Encontro cultural protagonizado por um visitante africano destaca as raízes profundas entre a culinária baiana e a tradição iorubá. O episódio emocionou baianos e viralizou nas redes sociais, reforçando o elo entre Brasil e África.
Um momento de forte carga simbólica e emocional marcou a visita de um turista nigeriano à Bahia nos últimos dias. Ao provar o tradicional acarajé vendido por uma baiana em Salvador, o visitante se emocionou ao reconhecer o sabor e a composição do prato, que, segundo ele, é típico também da Nigéria, sua terra natal.
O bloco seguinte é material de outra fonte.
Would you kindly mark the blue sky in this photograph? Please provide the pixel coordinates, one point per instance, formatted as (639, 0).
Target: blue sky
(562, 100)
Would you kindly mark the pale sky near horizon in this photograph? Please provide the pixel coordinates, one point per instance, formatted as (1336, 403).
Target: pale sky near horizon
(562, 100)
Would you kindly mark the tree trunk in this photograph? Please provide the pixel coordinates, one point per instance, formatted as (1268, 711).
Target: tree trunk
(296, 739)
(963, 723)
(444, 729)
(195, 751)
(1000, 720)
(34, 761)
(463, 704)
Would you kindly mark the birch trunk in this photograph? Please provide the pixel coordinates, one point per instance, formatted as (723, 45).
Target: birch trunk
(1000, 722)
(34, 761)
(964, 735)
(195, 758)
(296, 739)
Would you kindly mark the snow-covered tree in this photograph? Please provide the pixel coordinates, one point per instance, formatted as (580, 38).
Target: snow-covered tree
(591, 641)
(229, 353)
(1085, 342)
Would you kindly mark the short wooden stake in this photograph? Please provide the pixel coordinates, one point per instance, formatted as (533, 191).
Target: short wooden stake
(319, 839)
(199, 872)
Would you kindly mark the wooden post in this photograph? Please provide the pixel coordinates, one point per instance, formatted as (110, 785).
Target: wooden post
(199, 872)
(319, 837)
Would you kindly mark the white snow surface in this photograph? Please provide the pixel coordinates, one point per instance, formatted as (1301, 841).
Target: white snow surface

O encontro foi registrado em vídeo e logo viralizou nas redes sociais, com milhares de comentários celebrando a conexão entre a cultura afro-brasileira e suas raízes africanas.
O turista, que não teve o nome divulgado pelas fontes iniciais, afirmou em inglês: “Este prato é da Nigéria, é o mesmo que comemos lá.” Visivelmente comovido, ele compartilhou com a vendedora e com os presentes que o acarajé é uma versão muito semelhante ao akara, comida tradicional do povo iorubá, presente em diversas regiões da Nigéria e também em países vizinhos da África Ocidental, como Benin e Gana.
Culinária como ponte entre continentes
A cena ganhou destaque não apenas pelo tom emotivo, mas por ressaltar a ancestralidade africana da culinária baiana. O acarajé, feito de massa de feijão-fradinho frita em azeite de dendê e tradicionalmente recheado com vatapá e camarão seco, é um dos símbolos da Bahia e da cultura afro-brasileira. Mais do que um alimento, ele carrega elementos religiosos do candomblé e é tombado como Patrimônio Cultural Imaterial pelo Iphan.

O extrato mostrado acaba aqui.